Pengikut

Senin, 15 Desember 2008

Bagaimana Menyikapi Tahun Baru Masehi?

Oleh:
Mishad Khoiri

Tahun baru 2009 M sudah di penghujung mata. Walaupun tiap tahun kita menjumpai tahun baru, namun tahun baru masehi kali ini agak lain. Mengapa? Sebab tahun baru 2009 M ini beriringan dengan tahun baru Hijriyah 1430 H yang jatuh 3 hari sebelumnya, yaitu bertepatan dengan tanggal 29 Desember 2008 M. Ditambah lagi pada tanggal 26 Januari 2009 juga bertepatan dengan tahun baru Imlek. Dengan datangnya beberapa tahun baru tersebut, beragam cara masyarakat untuk menyambutnya. Fakta membuktikan masyarakat dunia begitu antusias menyambut tahun baru, terutama tahun baru masehi.
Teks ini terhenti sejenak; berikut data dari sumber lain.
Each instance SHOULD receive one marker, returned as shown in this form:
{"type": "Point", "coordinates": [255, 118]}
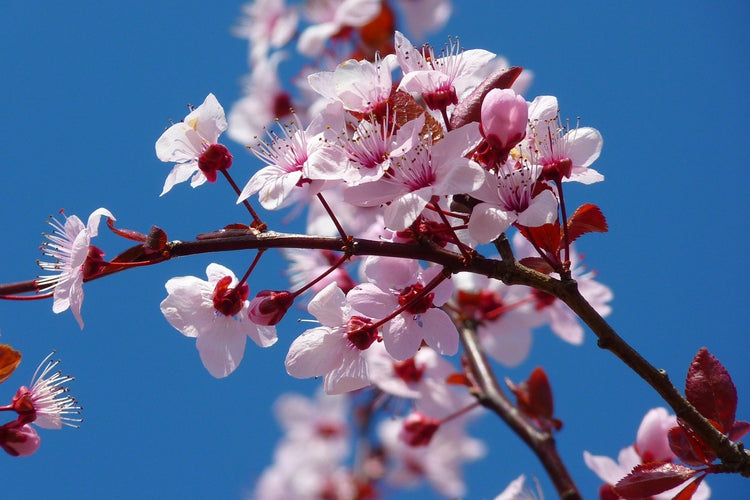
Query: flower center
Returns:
{"type": "Point", "coordinates": [414, 304]}
{"type": "Point", "coordinates": [361, 332]}
{"type": "Point", "coordinates": [229, 301]}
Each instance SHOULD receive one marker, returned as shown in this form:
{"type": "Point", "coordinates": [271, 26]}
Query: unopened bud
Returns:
{"type": "Point", "coordinates": [216, 157]}
{"type": "Point", "coordinates": [268, 307]}
{"type": "Point", "coordinates": [19, 440]}
{"type": "Point", "coordinates": [229, 301]}
{"type": "Point", "coordinates": [504, 119]}
{"type": "Point", "coordinates": [418, 429]}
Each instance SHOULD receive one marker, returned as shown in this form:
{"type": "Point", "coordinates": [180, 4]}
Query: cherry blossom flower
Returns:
{"type": "Point", "coordinates": [297, 158]}
{"type": "Point", "coordinates": [47, 403]}
{"type": "Point", "coordinates": [330, 17]}
{"type": "Point", "coordinates": [439, 462]}
{"type": "Point", "coordinates": [395, 283]}
{"type": "Point", "coordinates": [407, 378]}
{"type": "Point", "coordinates": [214, 312]}
{"type": "Point", "coordinates": [266, 24]}
{"type": "Point", "coordinates": [361, 86]}
{"type": "Point", "coordinates": [511, 196]}
{"type": "Point", "coordinates": [439, 80]}
{"type": "Point", "coordinates": [193, 141]}
{"type": "Point", "coordinates": [75, 260]}
{"type": "Point", "coordinates": [428, 170]}
{"type": "Point", "coordinates": [564, 153]}
{"type": "Point", "coordinates": [335, 349]}
{"type": "Point", "coordinates": [652, 444]}
{"type": "Point", "coordinates": [263, 101]}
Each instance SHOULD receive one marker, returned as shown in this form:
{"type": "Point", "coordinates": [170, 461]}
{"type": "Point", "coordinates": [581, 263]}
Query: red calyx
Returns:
{"type": "Point", "coordinates": [216, 157]}
{"type": "Point", "coordinates": [229, 301]}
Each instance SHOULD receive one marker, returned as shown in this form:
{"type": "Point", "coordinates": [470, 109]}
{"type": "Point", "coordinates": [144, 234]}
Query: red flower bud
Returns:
{"type": "Point", "coordinates": [216, 157]}
{"type": "Point", "coordinates": [268, 307]}
{"type": "Point", "coordinates": [418, 429]}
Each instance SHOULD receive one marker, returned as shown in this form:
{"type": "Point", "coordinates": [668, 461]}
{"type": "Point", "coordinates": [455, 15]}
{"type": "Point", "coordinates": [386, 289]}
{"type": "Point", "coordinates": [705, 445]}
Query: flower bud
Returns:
{"type": "Point", "coordinates": [504, 117]}
{"type": "Point", "coordinates": [215, 157]}
{"type": "Point", "coordinates": [268, 307]}
{"type": "Point", "coordinates": [418, 429]}
{"type": "Point", "coordinates": [19, 441]}
{"type": "Point", "coordinates": [229, 301]}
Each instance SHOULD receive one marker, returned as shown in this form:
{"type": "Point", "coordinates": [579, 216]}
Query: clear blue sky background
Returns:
{"type": "Point", "coordinates": [87, 87]}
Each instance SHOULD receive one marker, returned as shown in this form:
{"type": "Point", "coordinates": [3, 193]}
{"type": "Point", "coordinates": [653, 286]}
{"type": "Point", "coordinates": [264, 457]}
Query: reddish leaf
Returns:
{"type": "Point", "coordinates": [469, 109]}
{"type": "Point", "coordinates": [537, 264]}
{"type": "Point", "coordinates": [9, 360]}
{"type": "Point", "coordinates": [710, 389]}
{"type": "Point", "coordinates": [458, 379]}
{"type": "Point", "coordinates": [688, 447]}
{"type": "Point", "coordinates": [652, 478]}
{"type": "Point", "coordinates": [739, 429]}
{"type": "Point", "coordinates": [534, 397]}
{"type": "Point", "coordinates": [587, 218]}
{"type": "Point", "coordinates": [688, 491]}
{"type": "Point", "coordinates": [546, 237]}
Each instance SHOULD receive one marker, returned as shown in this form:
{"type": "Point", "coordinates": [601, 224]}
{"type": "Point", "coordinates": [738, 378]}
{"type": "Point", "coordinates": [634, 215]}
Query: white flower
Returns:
{"type": "Point", "coordinates": [183, 143]}
{"type": "Point", "coordinates": [215, 313]}
{"type": "Point", "coordinates": [69, 245]}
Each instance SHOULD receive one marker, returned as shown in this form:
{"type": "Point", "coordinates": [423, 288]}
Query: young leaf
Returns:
{"type": "Point", "coordinates": [9, 360]}
{"type": "Point", "coordinates": [710, 389]}
{"type": "Point", "coordinates": [652, 478]}
{"type": "Point", "coordinates": [587, 218]}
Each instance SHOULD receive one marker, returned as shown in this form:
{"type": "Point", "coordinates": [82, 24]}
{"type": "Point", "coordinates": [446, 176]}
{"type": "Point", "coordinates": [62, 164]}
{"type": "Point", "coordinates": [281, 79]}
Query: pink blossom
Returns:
{"type": "Point", "coordinates": [504, 117]}
{"type": "Point", "coordinates": [361, 86]}
{"type": "Point", "coordinates": [214, 312]}
{"type": "Point", "coordinates": [184, 143]}
{"type": "Point", "coordinates": [427, 171]}
{"type": "Point", "coordinates": [508, 197]}
{"type": "Point", "coordinates": [297, 158]}
{"type": "Point", "coordinates": [75, 259]}
{"type": "Point", "coordinates": [398, 282]}
{"type": "Point", "coordinates": [652, 444]}
{"type": "Point", "coordinates": [439, 80]}
{"type": "Point", "coordinates": [563, 152]}
{"type": "Point", "coordinates": [47, 403]}
{"type": "Point", "coordinates": [335, 349]}
{"type": "Point", "coordinates": [330, 17]}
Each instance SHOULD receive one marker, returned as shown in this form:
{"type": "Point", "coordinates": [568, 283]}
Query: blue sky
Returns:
{"type": "Point", "coordinates": [87, 87]}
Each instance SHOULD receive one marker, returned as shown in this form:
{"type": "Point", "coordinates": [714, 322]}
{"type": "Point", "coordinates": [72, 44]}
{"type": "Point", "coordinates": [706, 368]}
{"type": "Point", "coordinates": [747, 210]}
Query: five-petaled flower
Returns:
{"type": "Point", "coordinates": [75, 260]}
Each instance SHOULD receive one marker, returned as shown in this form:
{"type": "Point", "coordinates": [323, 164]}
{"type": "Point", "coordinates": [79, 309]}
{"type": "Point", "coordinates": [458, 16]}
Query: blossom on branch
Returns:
{"type": "Point", "coordinates": [75, 260]}
{"type": "Point", "coordinates": [192, 145]}
{"type": "Point", "coordinates": [215, 312]}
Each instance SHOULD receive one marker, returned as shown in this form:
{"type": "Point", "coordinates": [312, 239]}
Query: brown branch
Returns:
{"type": "Point", "coordinates": [491, 396]}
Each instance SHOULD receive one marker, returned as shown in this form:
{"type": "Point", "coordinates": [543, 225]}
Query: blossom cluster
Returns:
{"type": "Point", "coordinates": [44, 403]}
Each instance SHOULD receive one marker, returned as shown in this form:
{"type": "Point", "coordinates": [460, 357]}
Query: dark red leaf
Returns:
{"type": "Point", "coordinates": [458, 379]}
{"type": "Point", "coordinates": [587, 218]}
{"type": "Point", "coordinates": [739, 429]}
{"type": "Point", "coordinates": [710, 389]}
{"type": "Point", "coordinates": [689, 447]}
{"type": "Point", "coordinates": [537, 264]}
{"type": "Point", "coordinates": [546, 237]}
{"type": "Point", "coordinates": [469, 109]}
{"type": "Point", "coordinates": [652, 478]}
{"type": "Point", "coordinates": [688, 491]}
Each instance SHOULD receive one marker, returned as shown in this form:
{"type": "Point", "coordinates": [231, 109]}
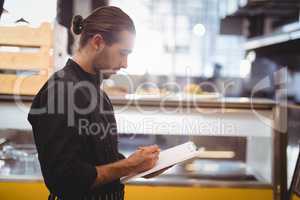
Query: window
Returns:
{"type": "Point", "coordinates": [181, 38]}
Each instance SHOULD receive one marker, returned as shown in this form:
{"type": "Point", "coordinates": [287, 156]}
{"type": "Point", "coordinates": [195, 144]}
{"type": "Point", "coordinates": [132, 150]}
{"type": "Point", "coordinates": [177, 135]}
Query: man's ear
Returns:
{"type": "Point", "coordinates": [98, 42]}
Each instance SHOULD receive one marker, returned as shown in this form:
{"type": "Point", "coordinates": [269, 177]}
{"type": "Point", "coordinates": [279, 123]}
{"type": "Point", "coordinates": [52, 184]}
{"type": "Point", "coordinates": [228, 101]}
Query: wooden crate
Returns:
{"type": "Point", "coordinates": [39, 41]}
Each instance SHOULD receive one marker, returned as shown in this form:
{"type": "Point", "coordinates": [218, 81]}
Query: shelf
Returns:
{"type": "Point", "coordinates": [274, 39]}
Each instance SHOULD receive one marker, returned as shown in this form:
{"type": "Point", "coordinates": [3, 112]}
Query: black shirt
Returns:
{"type": "Point", "coordinates": [74, 130]}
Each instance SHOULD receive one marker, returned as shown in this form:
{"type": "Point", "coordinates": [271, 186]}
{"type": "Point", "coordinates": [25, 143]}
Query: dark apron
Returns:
{"type": "Point", "coordinates": [118, 195]}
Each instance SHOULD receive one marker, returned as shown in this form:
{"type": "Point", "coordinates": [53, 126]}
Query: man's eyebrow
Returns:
{"type": "Point", "coordinates": [126, 51]}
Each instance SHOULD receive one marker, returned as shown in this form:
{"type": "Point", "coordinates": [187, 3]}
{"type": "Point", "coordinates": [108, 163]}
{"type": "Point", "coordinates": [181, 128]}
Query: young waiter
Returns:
{"type": "Point", "coordinates": [73, 121]}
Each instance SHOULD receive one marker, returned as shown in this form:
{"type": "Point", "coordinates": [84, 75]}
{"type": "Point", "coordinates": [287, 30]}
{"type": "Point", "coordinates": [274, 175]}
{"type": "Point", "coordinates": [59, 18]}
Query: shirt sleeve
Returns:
{"type": "Point", "coordinates": [60, 148]}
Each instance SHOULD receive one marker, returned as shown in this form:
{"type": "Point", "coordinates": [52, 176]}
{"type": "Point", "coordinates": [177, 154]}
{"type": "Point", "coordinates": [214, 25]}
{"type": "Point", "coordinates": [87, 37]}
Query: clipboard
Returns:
{"type": "Point", "coordinates": [169, 157]}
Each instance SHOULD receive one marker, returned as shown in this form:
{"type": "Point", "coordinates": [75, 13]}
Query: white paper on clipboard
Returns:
{"type": "Point", "coordinates": [168, 158]}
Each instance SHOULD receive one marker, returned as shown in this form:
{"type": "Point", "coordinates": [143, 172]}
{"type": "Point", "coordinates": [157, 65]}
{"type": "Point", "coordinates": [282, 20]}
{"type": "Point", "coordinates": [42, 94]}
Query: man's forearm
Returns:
{"type": "Point", "coordinates": [113, 171]}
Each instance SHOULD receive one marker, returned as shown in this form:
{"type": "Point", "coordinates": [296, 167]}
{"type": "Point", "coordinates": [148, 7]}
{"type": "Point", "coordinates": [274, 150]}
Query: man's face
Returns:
{"type": "Point", "coordinates": [114, 57]}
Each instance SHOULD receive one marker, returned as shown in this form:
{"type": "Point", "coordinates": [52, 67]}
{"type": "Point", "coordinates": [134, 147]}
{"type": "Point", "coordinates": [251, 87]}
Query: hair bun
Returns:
{"type": "Point", "coordinates": [77, 24]}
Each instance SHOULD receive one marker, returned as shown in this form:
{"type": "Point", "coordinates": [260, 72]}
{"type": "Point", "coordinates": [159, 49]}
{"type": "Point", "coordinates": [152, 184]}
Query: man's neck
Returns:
{"type": "Point", "coordinates": [84, 61]}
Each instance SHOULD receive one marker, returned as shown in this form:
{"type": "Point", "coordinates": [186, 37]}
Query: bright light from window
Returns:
{"type": "Point", "coordinates": [199, 30]}
{"type": "Point", "coordinates": [245, 68]}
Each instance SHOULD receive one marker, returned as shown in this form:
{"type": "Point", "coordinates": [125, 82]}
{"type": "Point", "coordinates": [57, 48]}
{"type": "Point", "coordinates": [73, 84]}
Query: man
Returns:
{"type": "Point", "coordinates": [79, 161]}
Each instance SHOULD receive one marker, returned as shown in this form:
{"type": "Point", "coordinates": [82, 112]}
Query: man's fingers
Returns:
{"type": "Point", "coordinates": [152, 149]}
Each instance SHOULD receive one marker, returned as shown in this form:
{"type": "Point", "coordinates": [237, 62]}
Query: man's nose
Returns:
{"type": "Point", "coordinates": [124, 63]}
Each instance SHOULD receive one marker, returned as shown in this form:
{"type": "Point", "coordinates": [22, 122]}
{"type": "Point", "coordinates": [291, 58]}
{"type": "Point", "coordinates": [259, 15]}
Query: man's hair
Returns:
{"type": "Point", "coordinates": [107, 21]}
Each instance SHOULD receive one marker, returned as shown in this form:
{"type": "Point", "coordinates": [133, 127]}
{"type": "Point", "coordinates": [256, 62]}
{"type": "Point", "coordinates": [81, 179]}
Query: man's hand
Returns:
{"type": "Point", "coordinates": [144, 158]}
{"type": "Point", "coordinates": [141, 160]}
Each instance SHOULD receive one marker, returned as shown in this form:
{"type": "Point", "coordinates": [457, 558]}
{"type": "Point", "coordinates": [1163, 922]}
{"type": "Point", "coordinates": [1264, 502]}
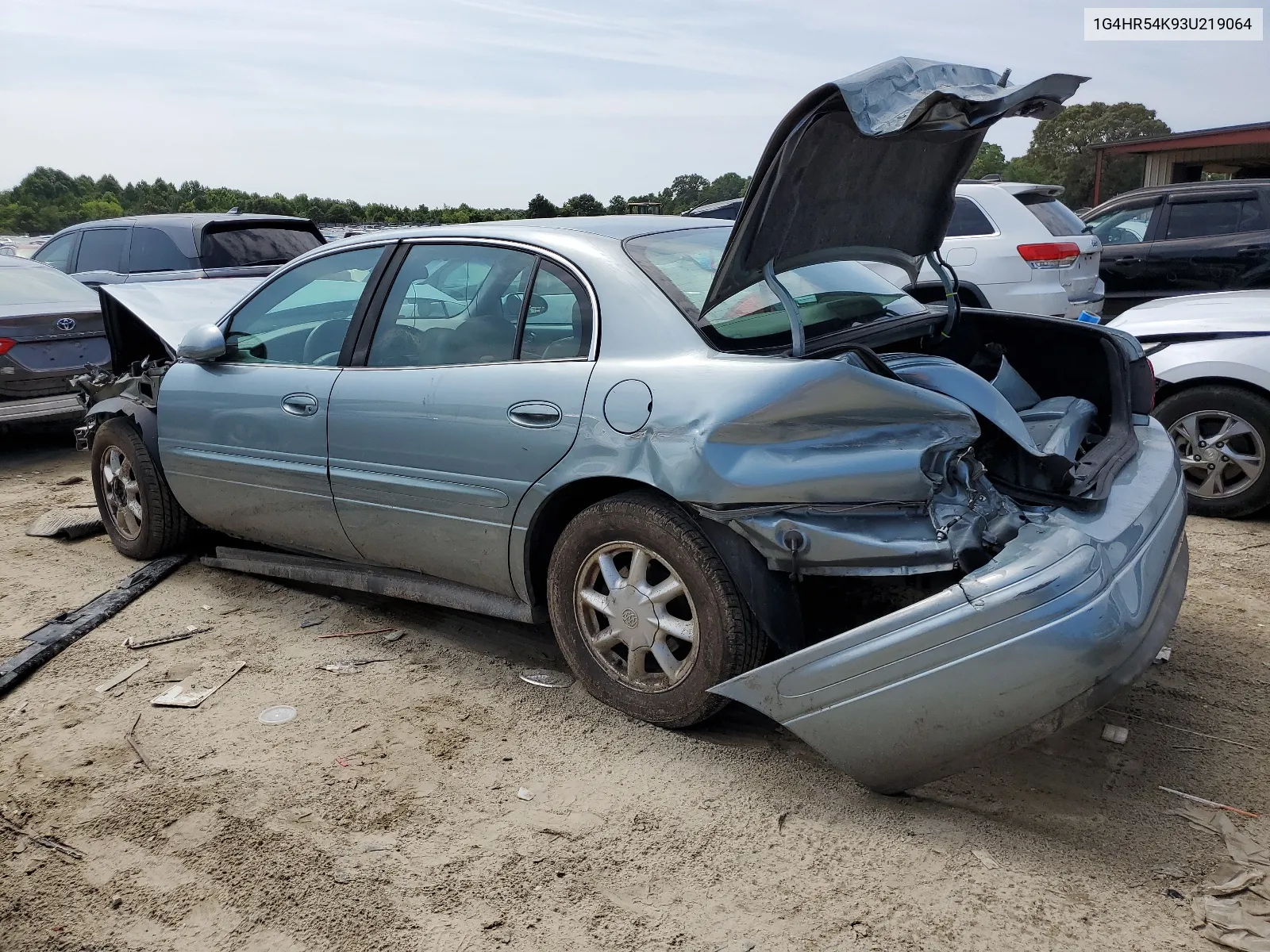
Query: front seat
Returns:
{"type": "Point", "coordinates": [324, 342]}
{"type": "Point", "coordinates": [567, 347]}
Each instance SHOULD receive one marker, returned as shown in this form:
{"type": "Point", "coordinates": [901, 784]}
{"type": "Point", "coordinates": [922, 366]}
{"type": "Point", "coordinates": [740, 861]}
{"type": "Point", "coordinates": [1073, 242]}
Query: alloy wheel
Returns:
{"type": "Point", "coordinates": [1221, 454]}
{"type": "Point", "coordinates": [637, 616]}
{"type": "Point", "coordinates": [121, 493]}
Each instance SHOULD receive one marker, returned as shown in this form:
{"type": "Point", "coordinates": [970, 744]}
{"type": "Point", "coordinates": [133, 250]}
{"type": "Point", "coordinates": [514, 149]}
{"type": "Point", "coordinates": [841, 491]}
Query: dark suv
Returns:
{"type": "Point", "coordinates": [1184, 240]}
{"type": "Point", "coordinates": [168, 247]}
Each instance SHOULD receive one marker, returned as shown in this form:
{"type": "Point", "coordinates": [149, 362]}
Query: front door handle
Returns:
{"type": "Point", "coordinates": [300, 404]}
{"type": "Point", "coordinates": [535, 414]}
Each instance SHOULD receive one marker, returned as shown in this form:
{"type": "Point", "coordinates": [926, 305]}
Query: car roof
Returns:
{"type": "Point", "coordinates": [1185, 188]}
{"type": "Point", "coordinates": [611, 228]}
{"type": "Point", "coordinates": [188, 219]}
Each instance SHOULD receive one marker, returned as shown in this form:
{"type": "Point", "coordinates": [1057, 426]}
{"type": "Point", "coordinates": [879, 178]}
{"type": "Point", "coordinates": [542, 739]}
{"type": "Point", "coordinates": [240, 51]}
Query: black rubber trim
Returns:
{"type": "Point", "coordinates": [357, 340]}
{"type": "Point", "coordinates": [59, 634]}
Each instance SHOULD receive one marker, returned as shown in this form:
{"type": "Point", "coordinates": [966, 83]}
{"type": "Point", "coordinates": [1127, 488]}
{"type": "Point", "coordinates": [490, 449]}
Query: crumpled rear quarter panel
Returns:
{"type": "Point", "coordinates": [1067, 608]}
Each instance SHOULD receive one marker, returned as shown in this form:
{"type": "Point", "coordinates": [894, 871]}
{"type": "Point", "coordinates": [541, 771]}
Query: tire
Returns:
{"type": "Point", "coordinates": [668, 685]}
{"type": "Point", "coordinates": [1221, 484]}
{"type": "Point", "coordinates": [141, 517]}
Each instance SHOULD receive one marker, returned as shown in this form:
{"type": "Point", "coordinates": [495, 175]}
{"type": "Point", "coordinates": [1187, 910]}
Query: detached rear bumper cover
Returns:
{"type": "Point", "coordinates": [1067, 615]}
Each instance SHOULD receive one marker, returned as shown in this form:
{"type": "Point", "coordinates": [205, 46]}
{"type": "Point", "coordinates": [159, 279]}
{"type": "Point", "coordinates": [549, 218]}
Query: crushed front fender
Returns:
{"type": "Point", "coordinates": [1070, 612]}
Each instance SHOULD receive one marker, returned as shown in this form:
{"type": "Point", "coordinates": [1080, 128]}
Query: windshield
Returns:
{"type": "Point", "coordinates": [257, 245]}
{"type": "Point", "coordinates": [832, 298]}
{"type": "Point", "coordinates": [41, 285]}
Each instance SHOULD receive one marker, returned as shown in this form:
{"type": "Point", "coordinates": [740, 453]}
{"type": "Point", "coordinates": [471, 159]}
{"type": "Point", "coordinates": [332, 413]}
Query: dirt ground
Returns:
{"type": "Point", "coordinates": [387, 816]}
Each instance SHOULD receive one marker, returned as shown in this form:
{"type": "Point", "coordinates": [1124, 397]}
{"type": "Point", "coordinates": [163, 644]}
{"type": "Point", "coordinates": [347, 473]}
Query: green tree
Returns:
{"type": "Point", "coordinates": [105, 207]}
{"type": "Point", "coordinates": [586, 203]}
{"type": "Point", "coordinates": [1060, 152]}
{"type": "Point", "coordinates": [541, 209]}
{"type": "Point", "coordinates": [990, 162]}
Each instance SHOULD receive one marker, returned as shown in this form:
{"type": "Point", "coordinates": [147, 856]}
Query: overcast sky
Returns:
{"type": "Point", "coordinates": [489, 102]}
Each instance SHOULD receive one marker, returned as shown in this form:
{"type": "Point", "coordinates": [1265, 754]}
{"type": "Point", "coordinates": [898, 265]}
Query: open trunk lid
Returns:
{"type": "Point", "coordinates": [865, 168]}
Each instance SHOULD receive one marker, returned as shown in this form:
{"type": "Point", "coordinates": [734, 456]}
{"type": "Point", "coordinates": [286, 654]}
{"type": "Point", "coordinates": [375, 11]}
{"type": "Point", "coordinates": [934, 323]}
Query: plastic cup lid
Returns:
{"type": "Point", "coordinates": [279, 715]}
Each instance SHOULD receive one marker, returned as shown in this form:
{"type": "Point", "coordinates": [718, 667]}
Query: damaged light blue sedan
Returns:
{"type": "Point", "coordinates": [724, 461]}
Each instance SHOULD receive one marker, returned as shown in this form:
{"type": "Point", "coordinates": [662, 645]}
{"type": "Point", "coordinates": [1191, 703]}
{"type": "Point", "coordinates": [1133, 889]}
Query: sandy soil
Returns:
{"type": "Point", "coordinates": [387, 816]}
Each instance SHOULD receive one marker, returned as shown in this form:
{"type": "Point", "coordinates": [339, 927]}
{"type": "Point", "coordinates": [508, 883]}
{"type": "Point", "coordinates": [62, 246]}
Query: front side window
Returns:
{"type": "Point", "coordinates": [256, 245]}
{"type": "Point", "coordinates": [154, 251]}
{"type": "Point", "coordinates": [832, 298]}
{"type": "Point", "coordinates": [1227, 216]}
{"type": "Point", "coordinates": [102, 251]}
{"type": "Point", "coordinates": [304, 315]}
{"type": "Point", "coordinates": [452, 305]}
{"type": "Point", "coordinates": [57, 253]}
{"type": "Point", "coordinates": [1123, 226]}
{"type": "Point", "coordinates": [968, 219]}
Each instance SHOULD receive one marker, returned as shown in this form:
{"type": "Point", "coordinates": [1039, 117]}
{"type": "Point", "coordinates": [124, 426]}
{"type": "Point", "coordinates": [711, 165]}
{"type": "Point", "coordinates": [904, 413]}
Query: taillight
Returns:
{"type": "Point", "coordinates": [1051, 254]}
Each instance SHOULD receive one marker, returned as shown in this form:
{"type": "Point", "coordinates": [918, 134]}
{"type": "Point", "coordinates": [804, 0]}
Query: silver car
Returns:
{"type": "Point", "coordinates": [724, 461]}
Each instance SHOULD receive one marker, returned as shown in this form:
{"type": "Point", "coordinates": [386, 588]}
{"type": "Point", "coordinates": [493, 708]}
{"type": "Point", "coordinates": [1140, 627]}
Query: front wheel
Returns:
{"type": "Point", "coordinates": [141, 517]}
{"type": "Point", "coordinates": [645, 612]}
{"type": "Point", "coordinates": [1221, 435]}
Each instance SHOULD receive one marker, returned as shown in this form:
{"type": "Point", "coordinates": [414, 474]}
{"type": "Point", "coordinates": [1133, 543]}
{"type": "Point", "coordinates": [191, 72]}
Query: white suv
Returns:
{"type": "Point", "coordinates": [1016, 248]}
Diantara kebiasaan orang dalam memasuki tahun baru masehi di berbagai belahan dunia adalah dengan merayakannya, seperti begadang semalam suntuk, pesta kembang api, tiup terompet pada detik-detik memasuki tahun baru, wayang semalam suntuk, dan lain-lain. Sebenarnya bagaimana bagaimana sejarah tentang tahun baru masehi dan bagaimana Islam memandang perayaan tahun baru masehi?

Sejarah Tahun Baru Masehi
Tahun baru masehi itu sebenarnya berhubungan dengan keyakinan agama Nasrani. Masehi adalah nama lain dari Isa Almasih dalam keyakinan Nasrani. Menurut catatan di Encarta Reference Library Premium 2005, orang pertama yang membuat penanggalan kalender (penanggalan matahari) adalah seorang kaisar Romawi yang terkenal bernama Gaisus Julius Caesar. Itu dibuat pada tahun 45 SM jika mengunakan standar tahun yang dihitung mundur dari kelahiran Yesus Kristus.
Tapi pada perkembangannya, ada seorang pendeta Nasrani yang bernama Dionisius yang kemudian memanfaatkan penemuan kalender dari Julius Caesar ini untuk diadopsi sebagai penanggalan yang didasarkan pada tahun kelahiran Yesus Kristus. Itu sebabnya, penanggalan tahun setelah kelahiran Yesus Kristus diberi tanda AD (bahasa Latin: Anno Domini yang berarti: in the year of our lord) alias Masehi. Sementara untuk jaman prasejarahnya disematkan BC (Before Christ) alias SM (Sebelum Masehi)
Pope (Paus) Gregory III kemudian memoles kalender yang sebelumnya dengan beberapa modifikasi dan kemudian mengukuhkannya sebagai sistem penanggalan yang harus digunakan oleh seluruh bangsa Eropa, bahkan kini di seluruh negara di dunia dan berlaku umum bagi siapa saja. Kalender Gregorian yang kita kenal sebagai kalender masehi dibuat berdasarkan kelahiran Yesus Kristus dalam keyakinan Nasrani. “The Gregorian calendar is also called the Christian calendar because it uses the birth of Jesus Christ as a starting date.”, demikian keterangan dalam Encarta.
Di zaman Romawi, pesta tahun baru adalah untuk menghormati Dewa Janus (Dewa yang digambarkan bermuka dua-ini bukan munafik maksudnya, tapi merupakan Dewa pintu dan semua permulaan. Jadi mukanya dua: depan dan belakan, depan bisa belakang bisa. Kemudian perayaan ini terus dilestarikan dan menyebar ke Eropa (abad permulaan Masehi). Seiring muncul dan berkembangnya agama Nasrani, akhirnya perayaan ini diwajibkan oleh para pemimpin gereja sebagai satu perayaan “suci” sepaket dengan Natal. Itulah sebabnya mengapa kalo ucapan Natal dan Tahun baru dijadikan satu: Merry Christmas and Happy New Year.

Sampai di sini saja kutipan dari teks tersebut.